Details of the faunal species recorded during the study are included in Table 5.

Table 5. Fauna species recorded in Ngoma (Baikiaea) Forest during the study (other habitats in Kafue National Park where the same species were recorded are also indicated).

UNGULATES Habitat
1 Buffalo Syncerus caffer GLD MBW SHB BKF
2 Bushbuck Tragephus scriptus TKT RPF BKF  
3 Greater Kudu Tragephus strepsiceros CBW BKF    
4 Eland Taurotragus oryx MBW WDG SHB BKF
CARNIVORES          
1 African Wild Dog Lycaon pictus MBW TKT BKF  
2 Banded mongoose Mungos mungo BKF MBW TKT GLD
3 Common genet Genetta genetta BKF      
4 Lion Panthera leo GLD MBW BKF  
5 Spotted hyena Crocuta crocuta GLD MBW BKF  
6 African civet Civettictis civetta BKF MBW TKT  
PRIMATES          
1 Chacma Baboon Papio cynocephalus ursinus GLD MBW MPW BKF
2 Lesser Bushbaby Galago senegalensis BKF      
3 Vervet Monkey Cercopithecus aethiops MBW RPF BKF  
REPTILES          
1 Common African python Python sebae ACW BKF    
RODENTS          
1 Bush squirrel Paraxerus cepapi MBW MPW BKF  
2 Mole rat Cryptomys damarensis GLD MPW MBW BKF
3 Mouse Mastomys spp GLD MPW MBW BKF
4 Porcupine Hystrix africaeaustralis BKF TKT    
OTHER ANIMAL SPECIES          
1 Aardvark Orycteropus afer BKF      
2 Elephant Loxodonta africana SHB MBW BKF  
3 Hare Lepus victoriae MBW BKF    
BIRDS          
1 Bearded Woodpecker Thripias namaquus MBW BKF    
2 Crested Francolin Francolinus sephaena GLD MBW SHB BKF
3 Crowned Hornbill Tockus alboterminatus MBW RPF BKF  
4 Gabon Nightjar Scotornis fossii BKF      
5 Greater Honeyguide Indicator indicator BKF      
6 Red-billed Hornbill Tockus erythrorynchus ACW MBW BKF  
7 Southern Ground-Hornbill Bucorvus cafer WDG MBW BKF  
8 Swainson's Francolin Francolinus swainsonii WDG MBW SHB BKF

Table 6. Explanation of habitat abbreviations.

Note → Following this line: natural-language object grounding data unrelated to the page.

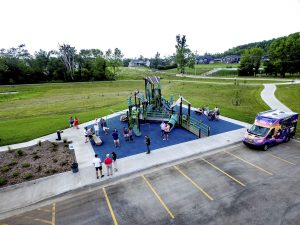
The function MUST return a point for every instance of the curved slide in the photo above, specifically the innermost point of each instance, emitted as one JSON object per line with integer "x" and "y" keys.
{"x": 173, "y": 120}
{"x": 166, "y": 105}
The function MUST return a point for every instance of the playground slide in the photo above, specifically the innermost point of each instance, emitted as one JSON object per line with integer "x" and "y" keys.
{"x": 97, "y": 140}
{"x": 136, "y": 131}
{"x": 166, "y": 106}
{"x": 173, "y": 120}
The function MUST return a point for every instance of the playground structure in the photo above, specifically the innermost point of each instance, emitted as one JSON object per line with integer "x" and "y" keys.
{"x": 154, "y": 107}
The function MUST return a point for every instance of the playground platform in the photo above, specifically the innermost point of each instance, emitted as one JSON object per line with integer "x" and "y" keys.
{"x": 178, "y": 135}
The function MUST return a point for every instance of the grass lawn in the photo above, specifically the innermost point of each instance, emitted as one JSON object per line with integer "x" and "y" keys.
{"x": 42, "y": 109}
{"x": 202, "y": 68}
{"x": 136, "y": 74}
{"x": 289, "y": 95}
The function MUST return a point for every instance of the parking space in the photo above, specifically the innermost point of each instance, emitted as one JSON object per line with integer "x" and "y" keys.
{"x": 237, "y": 185}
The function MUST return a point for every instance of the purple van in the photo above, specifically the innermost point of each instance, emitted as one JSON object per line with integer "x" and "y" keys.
{"x": 270, "y": 128}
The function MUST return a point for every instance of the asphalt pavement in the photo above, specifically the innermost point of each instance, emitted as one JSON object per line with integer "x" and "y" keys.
{"x": 233, "y": 185}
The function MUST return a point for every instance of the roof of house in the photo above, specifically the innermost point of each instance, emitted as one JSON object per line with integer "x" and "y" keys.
{"x": 276, "y": 114}
{"x": 153, "y": 79}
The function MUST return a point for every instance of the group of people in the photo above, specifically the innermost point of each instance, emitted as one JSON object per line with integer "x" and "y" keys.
{"x": 211, "y": 114}
{"x": 109, "y": 162}
{"x": 165, "y": 130}
{"x": 101, "y": 122}
{"x": 128, "y": 134}
{"x": 74, "y": 122}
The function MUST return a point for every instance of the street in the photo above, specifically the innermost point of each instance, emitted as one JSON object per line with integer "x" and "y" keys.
{"x": 235, "y": 185}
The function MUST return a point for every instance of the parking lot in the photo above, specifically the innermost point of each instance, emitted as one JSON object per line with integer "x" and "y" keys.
{"x": 236, "y": 185}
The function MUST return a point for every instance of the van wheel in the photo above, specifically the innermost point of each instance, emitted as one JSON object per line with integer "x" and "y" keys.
{"x": 287, "y": 139}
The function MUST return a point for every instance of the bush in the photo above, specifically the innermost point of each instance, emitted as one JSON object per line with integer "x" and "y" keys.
{"x": 5, "y": 169}
{"x": 16, "y": 174}
{"x": 20, "y": 152}
{"x": 39, "y": 168}
{"x": 2, "y": 181}
{"x": 54, "y": 144}
{"x": 25, "y": 165}
{"x": 10, "y": 150}
{"x": 12, "y": 163}
{"x": 35, "y": 156}
{"x": 28, "y": 176}
{"x": 63, "y": 163}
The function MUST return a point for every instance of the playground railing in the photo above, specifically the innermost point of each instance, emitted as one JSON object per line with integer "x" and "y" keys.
{"x": 158, "y": 115}
{"x": 196, "y": 126}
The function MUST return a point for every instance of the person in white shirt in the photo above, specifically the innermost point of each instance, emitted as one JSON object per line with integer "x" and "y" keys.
{"x": 96, "y": 129}
{"x": 98, "y": 166}
{"x": 162, "y": 128}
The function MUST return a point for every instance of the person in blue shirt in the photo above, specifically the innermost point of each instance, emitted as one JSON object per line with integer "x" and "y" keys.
{"x": 115, "y": 136}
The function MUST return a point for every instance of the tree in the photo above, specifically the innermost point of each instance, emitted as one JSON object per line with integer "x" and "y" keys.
{"x": 67, "y": 54}
{"x": 284, "y": 54}
{"x": 250, "y": 62}
{"x": 114, "y": 59}
{"x": 99, "y": 68}
{"x": 184, "y": 56}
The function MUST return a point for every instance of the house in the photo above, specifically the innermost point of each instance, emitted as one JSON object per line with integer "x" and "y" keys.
{"x": 204, "y": 59}
{"x": 139, "y": 62}
{"x": 231, "y": 59}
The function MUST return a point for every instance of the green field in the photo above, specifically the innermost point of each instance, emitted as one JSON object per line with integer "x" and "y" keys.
{"x": 203, "y": 68}
{"x": 42, "y": 109}
{"x": 138, "y": 74}
{"x": 290, "y": 96}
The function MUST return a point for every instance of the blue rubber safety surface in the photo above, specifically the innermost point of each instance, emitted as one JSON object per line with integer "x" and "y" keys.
{"x": 176, "y": 136}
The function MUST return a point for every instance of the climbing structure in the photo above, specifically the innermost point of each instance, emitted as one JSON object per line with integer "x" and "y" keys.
{"x": 156, "y": 108}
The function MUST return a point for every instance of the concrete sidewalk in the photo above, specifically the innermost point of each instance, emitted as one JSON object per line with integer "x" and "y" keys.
{"x": 40, "y": 189}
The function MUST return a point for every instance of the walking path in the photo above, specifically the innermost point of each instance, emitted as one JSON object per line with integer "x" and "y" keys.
{"x": 24, "y": 194}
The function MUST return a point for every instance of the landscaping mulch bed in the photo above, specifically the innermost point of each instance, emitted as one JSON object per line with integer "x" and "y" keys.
{"x": 41, "y": 160}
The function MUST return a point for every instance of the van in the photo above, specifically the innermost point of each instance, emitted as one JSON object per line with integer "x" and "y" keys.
{"x": 270, "y": 128}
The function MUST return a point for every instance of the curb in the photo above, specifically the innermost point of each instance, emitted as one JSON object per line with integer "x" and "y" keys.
{"x": 97, "y": 185}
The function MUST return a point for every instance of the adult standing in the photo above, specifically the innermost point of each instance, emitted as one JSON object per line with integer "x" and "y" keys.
{"x": 166, "y": 132}
{"x": 130, "y": 134}
{"x": 147, "y": 142}
{"x": 71, "y": 121}
{"x": 162, "y": 128}
{"x": 115, "y": 136}
{"x": 98, "y": 166}
{"x": 96, "y": 129}
{"x": 114, "y": 158}
{"x": 108, "y": 163}
{"x": 76, "y": 122}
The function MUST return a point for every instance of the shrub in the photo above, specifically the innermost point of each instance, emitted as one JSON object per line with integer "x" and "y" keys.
{"x": 16, "y": 174}
{"x": 12, "y": 163}
{"x": 35, "y": 156}
{"x": 39, "y": 168}
{"x": 10, "y": 150}
{"x": 63, "y": 163}
{"x": 54, "y": 144}
{"x": 20, "y": 152}
{"x": 28, "y": 176}
{"x": 5, "y": 169}
{"x": 2, "y": 181}
{"x": 25, "y": 165}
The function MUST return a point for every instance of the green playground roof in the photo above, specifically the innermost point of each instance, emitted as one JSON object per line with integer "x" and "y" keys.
{"x": 153, "y": 79}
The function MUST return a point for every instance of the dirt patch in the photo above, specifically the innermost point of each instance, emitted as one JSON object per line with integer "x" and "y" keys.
{"x": 41, "y": 160}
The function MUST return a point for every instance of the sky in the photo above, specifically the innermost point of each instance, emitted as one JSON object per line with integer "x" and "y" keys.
{"x": 143, "y": 27}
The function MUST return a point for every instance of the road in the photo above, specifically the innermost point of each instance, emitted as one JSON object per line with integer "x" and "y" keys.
{"x": 236, "y": 185}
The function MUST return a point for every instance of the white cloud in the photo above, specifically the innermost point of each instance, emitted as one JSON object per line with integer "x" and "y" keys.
{"x": 145, "y": 27}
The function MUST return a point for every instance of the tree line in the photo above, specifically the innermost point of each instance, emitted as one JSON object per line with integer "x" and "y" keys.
{"x": 18, "y": 66}
{"x": 282, "y": 57}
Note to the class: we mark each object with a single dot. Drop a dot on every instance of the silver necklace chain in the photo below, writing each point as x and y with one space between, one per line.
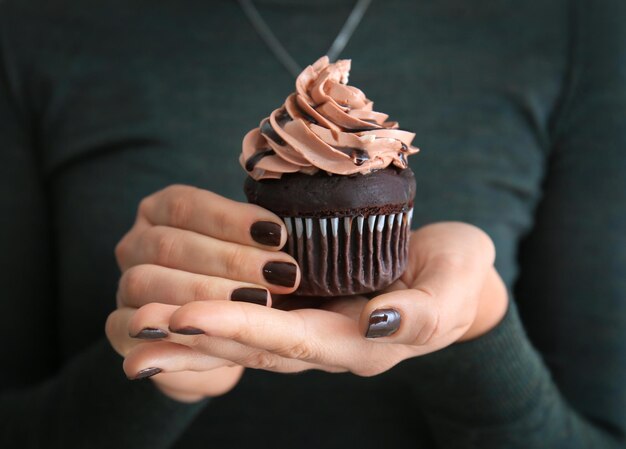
279 50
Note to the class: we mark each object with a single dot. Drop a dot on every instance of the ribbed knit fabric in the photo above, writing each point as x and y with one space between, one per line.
519 110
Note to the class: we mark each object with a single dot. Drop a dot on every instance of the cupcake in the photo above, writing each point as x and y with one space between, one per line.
336 172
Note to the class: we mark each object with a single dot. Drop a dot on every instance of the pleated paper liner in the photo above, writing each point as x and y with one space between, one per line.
348 255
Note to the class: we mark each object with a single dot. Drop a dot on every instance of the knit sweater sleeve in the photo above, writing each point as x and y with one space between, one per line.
561 383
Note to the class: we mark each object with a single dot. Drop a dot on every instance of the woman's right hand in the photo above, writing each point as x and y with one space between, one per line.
189 245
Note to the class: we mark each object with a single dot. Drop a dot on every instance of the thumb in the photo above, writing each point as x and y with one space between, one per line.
442 301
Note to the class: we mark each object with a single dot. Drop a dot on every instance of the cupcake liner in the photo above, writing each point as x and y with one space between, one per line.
348 255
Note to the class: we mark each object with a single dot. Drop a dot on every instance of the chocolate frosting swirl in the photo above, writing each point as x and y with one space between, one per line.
325 125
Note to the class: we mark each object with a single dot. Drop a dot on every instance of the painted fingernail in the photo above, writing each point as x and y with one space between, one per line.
150 333
248 294
187 331
266 233
382 323
147 372
280 273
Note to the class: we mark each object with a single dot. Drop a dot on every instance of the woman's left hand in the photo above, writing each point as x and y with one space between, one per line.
450 292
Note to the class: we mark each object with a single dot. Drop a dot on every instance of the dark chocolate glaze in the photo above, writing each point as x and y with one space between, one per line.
385 191
256 158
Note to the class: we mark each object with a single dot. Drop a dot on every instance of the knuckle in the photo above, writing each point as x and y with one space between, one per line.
178 210
300 351
429 326
165 245
109 326
135 282
236 258
201 290
220 221
121 251
261 360
145 314
368 370
145 205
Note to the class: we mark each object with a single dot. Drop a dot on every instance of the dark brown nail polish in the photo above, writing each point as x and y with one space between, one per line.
187 331
247 294
147 372
150 333
280 273
266 233
382 323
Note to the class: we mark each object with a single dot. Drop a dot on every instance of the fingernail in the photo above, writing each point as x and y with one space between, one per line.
187 331
150 333
266 233
247 294
280 273
382 323
147 372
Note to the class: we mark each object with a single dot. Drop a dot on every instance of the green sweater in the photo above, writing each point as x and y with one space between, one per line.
519 108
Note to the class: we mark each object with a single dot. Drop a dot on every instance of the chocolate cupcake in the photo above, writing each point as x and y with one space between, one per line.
336 172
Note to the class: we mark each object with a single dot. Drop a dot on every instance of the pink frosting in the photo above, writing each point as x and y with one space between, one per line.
325 125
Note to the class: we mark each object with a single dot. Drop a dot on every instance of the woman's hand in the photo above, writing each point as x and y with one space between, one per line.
191 245
450 292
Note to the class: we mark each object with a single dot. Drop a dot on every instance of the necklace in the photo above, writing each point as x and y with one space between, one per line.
279 50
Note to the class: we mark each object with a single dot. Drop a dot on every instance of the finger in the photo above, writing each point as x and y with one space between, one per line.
143 284
441 301
116 329
196 253
210 214
322 339
153 318
167 357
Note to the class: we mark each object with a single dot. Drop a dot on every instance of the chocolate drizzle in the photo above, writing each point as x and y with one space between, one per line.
358 155
256 158
324 114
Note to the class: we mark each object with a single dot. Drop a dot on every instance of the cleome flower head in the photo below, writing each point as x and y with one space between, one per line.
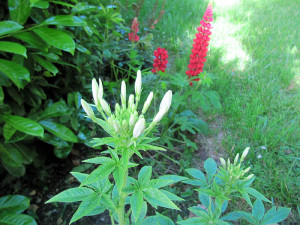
125 122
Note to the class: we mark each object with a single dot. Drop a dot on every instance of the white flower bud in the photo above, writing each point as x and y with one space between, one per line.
147 103
138 83
236 159
166 101
223 163
139 127
95 89
123 94
105 107
87 108
100 90
131 101
245 153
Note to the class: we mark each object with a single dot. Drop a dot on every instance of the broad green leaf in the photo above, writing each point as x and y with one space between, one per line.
46 64
8 27
57 109
256 194
99 160
13 47
33 39
157 197
136 202
14 203
24 125
56 38
17 219
275 216
19 10
99 173
15 72
72 195
258 210
86 206
59 130
64 20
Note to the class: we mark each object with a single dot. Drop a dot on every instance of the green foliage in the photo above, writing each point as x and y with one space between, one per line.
11 207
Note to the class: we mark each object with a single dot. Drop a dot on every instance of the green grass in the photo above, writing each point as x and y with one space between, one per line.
255 56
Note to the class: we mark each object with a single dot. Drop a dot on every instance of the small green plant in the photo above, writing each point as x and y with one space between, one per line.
11 208
111 187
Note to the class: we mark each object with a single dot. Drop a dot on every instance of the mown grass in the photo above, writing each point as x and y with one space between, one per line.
254 56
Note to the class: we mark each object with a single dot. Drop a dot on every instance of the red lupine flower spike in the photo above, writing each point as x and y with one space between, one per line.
200 46
160 62
134 29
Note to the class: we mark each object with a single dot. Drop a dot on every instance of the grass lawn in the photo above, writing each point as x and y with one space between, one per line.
254 56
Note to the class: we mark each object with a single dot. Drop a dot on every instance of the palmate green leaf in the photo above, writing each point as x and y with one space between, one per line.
46 64
59 130
8 27
33 39
64 20
17 219
24 125
153 195
86 206
98 174
19 10
72 195
15 72
13 47
56 38
14 203
136 202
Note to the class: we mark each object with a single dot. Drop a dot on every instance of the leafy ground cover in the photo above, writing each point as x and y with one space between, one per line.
254 58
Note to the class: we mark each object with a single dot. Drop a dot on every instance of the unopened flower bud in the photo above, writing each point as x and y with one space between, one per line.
223 163
138 83
147 103
105 107
95 89
245 153
88 109
100 90
131 101
139 127
236 159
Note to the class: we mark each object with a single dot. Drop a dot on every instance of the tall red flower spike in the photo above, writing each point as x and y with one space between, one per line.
160 62
134 29
200 46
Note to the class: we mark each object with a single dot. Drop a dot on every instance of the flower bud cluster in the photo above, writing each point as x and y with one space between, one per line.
234 170
125 121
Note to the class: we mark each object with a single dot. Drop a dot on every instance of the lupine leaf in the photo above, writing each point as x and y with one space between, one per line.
86 206
14 203
72 195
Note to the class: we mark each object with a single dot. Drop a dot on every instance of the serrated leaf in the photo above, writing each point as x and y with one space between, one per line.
136 202
59 130
258 210
13 47
99 173
17 219
64 20
86 206
158 198
46 64
72 195
14 203
24 125
56 38
7 27
15 72
19 10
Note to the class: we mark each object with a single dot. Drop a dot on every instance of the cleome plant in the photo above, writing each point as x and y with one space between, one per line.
111 187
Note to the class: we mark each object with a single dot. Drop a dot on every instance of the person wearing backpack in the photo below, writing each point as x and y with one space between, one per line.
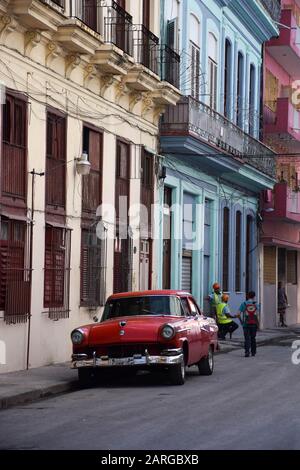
248 314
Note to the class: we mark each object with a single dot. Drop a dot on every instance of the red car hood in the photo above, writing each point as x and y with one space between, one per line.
136 330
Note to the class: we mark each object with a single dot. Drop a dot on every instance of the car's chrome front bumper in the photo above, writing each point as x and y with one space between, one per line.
168 357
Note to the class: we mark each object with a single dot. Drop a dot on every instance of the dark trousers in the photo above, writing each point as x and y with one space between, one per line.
250 339
227 328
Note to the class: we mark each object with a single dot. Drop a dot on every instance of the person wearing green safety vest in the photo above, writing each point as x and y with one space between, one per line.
214 299
224 318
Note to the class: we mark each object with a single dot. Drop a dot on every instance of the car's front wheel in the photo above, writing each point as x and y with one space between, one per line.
206 364
177 373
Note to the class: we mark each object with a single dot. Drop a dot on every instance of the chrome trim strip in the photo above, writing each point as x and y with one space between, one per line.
127 361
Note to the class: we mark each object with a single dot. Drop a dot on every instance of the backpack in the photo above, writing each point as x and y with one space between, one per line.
250 314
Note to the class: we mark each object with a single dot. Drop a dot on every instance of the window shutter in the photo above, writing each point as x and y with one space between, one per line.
292 267
226 215
173 34
270 265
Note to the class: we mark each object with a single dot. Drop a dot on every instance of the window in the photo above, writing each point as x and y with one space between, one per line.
146 190
56 161
292 271
212 70
249 252
146 13
123 243
195 70
92 183
15 274
240 91
225 282
238 250
167 236
92 269
227 79
185 306
252 116
14 132
57 271
90 8
271 91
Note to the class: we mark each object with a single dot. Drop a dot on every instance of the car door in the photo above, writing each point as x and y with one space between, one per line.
194 336
204 328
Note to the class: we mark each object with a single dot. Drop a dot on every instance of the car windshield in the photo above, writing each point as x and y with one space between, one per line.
146 305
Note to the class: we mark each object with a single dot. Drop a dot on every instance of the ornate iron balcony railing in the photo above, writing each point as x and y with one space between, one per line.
146 49
118 28
192 117
170 65
273 7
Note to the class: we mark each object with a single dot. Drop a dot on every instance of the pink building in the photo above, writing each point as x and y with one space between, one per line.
280 208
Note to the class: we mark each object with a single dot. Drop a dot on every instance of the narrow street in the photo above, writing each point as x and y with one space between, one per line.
247 404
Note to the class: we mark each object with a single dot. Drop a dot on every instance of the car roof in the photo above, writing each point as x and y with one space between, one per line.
149 293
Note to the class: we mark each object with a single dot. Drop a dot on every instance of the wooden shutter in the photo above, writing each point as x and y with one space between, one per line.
238 241
56 161
14 170
195 70
271 91
292 267
90 13
146 13
226 216
92 183
270 265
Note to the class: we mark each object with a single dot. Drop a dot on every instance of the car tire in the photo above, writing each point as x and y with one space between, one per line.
177 373
206 364
85 377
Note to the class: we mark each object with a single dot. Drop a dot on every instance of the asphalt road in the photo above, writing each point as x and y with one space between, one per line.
248 403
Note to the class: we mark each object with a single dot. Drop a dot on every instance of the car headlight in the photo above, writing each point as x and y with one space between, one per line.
167 332
77 337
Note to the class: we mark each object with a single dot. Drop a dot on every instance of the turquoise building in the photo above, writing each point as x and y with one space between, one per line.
215 164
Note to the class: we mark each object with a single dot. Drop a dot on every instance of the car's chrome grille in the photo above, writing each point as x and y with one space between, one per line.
128 350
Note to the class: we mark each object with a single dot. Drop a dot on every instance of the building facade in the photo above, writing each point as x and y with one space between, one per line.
216 166
280 208
82 81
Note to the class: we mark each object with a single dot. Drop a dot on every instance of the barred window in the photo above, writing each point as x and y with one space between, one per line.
14 147
226 215
15 274
92 270
56 160
57 271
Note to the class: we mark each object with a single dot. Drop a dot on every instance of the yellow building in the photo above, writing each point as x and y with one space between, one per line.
83 81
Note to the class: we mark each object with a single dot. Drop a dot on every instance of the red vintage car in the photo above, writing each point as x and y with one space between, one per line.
144 330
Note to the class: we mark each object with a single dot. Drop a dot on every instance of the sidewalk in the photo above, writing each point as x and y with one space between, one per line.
263 337
17 388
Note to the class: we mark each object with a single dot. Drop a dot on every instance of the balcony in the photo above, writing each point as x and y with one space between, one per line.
36 14
195 119
282 124
281 204
118 29
170 66
286 48
273 7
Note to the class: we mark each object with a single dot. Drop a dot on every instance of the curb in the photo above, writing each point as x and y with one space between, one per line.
67 387
37 394
264 342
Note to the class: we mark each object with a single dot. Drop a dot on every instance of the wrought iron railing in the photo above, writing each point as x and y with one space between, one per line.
193 117
273 7
170 65
146 49
118 28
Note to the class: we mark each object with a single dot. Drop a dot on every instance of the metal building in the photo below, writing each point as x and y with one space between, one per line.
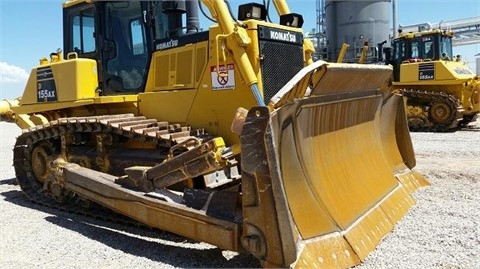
357 23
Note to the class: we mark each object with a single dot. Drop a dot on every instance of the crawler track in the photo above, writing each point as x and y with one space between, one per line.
432 111
49 191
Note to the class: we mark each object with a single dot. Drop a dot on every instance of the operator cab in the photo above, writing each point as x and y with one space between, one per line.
421 47
120 36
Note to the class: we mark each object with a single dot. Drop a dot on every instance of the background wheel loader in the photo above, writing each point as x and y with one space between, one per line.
231 136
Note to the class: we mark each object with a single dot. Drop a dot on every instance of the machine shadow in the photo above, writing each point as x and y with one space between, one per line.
154 244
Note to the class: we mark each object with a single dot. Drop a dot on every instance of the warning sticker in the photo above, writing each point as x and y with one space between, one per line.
225 78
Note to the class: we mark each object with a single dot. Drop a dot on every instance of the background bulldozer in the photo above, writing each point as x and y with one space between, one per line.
231 136
442 92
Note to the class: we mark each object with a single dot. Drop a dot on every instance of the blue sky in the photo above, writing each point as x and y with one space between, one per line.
32 29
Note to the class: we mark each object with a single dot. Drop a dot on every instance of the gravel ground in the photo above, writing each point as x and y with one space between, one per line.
440 231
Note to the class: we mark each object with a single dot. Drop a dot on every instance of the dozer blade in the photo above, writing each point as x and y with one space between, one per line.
326 174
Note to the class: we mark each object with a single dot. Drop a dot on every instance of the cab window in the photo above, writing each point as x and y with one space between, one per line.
83 32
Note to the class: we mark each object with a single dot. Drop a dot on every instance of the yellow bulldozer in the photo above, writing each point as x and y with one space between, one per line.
232 135
443 94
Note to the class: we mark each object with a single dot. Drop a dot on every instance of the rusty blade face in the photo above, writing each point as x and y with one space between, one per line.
332 185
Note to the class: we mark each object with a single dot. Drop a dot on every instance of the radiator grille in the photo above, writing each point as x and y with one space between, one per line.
281 61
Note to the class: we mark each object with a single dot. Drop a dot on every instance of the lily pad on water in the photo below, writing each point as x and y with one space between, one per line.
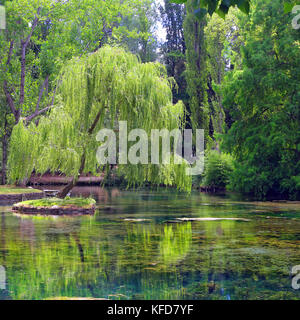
212 219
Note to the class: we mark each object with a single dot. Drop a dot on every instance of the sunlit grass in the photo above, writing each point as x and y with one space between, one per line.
7 189
67 202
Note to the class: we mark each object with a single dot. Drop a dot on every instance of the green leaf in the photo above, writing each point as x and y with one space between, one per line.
212 6
288 7
200 13
244 6
178 1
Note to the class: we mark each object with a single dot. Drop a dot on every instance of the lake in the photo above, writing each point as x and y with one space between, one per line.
153 245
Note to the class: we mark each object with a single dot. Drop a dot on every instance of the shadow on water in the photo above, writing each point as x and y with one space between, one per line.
136 247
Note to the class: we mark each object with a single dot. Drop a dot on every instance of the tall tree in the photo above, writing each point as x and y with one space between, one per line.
223 52
96 91
196 70
263 98
173 49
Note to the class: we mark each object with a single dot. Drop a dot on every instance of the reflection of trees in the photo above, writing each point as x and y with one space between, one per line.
89 256
176 242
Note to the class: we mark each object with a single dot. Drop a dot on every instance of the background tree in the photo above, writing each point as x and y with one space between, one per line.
263 98
196 70
223 52
173 49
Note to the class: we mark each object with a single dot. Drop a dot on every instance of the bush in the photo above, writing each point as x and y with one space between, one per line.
218 167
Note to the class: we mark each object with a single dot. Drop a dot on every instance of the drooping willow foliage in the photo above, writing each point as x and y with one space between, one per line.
110 85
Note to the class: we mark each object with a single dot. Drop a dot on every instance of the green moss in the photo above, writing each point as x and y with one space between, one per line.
67 202
8 189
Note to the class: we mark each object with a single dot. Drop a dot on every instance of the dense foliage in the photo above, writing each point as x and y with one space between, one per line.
218 168
237 72
96 92
263 98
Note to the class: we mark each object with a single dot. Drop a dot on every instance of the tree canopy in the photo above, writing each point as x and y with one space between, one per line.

ACW: Acacia Woodland MPW: Mopane Woodland
BKF: Ngoma (Baikiaea) Forest RPF: Riparian Forest
CBW: Combretacea Woodland SHB: Shrubland
GLD: Grassland TKT: Thicket
MBW: Miombo Woodland WDG: Wooded Grassland

11. Discussion

Although Ngoma Forest represents less than 1% of the total area of Kafue National Park, the Forest provides unique habitat upon which the distribution and relative densities of a diverse range of faunal communities depend. In 1985, Ngoma Forest was estimated to be 34km2 while in 2004, the Forest had shrunk to 18km2 (Mwima, 1986; 2005). The Forest is likely to shrink further while the scrubland mainly dominated by Baphia massaiensis, Croton megalobotrys, Duranta erecta, Citropsis daweana, Grewia flavescens, Dalbergia martinii, Pteleopsis anisoptera, P. myrtifolia and Combretum spp is going to expand. This habitat shift – although not considered to be drastic in the immediate future - is bound to adversely affect the habitat range of a number of ungulates, carnivores, primates, rodents and birds.

It is acknowledged that fire has a dramatic effect on vegetation (WWF-SARPO 2004) and is an important factor in the evolution of African savannah ecosystems and influences biomass, cover, height, species and relative proportion of woody to herbaceous species (Trapnell 1959; Kruger 1984; Chidumayo 1988; Hough 1993). Zimba (1986) has reported that late fires destroy about 1,600 hectares of Baikiaea Forest and based on the observations made during the study, fire constitutes the major factor in the shrinkage of Ngoma Forest. More frequent and intense fires as a result of climate change are likely to occur and if not controlled, these fires will accelerate the alteration rate of Ngoma Forest. It is, therefore important that a fire management plan is developed and implemented for the entire Kafue National Park. Furthermore, more detailed vegetation measurements should be undertaken in order to record damage and structural changes. Such studies may include tree species composition, investigating the impact of fire on regeneration and monitoring relatively slow changes through fixed photography.

12. Conclusion

It is important to keep track of vegetation and landscape changes in Ngoma Forest because these natural attributes are very important in providing faunal species with essential habitat elements necessary for maintenance of viable populations. Furthermore, vegetation and landscape monitoring will offer an opportunity for Park management to determine timely and effective wildlife habitat management interventions.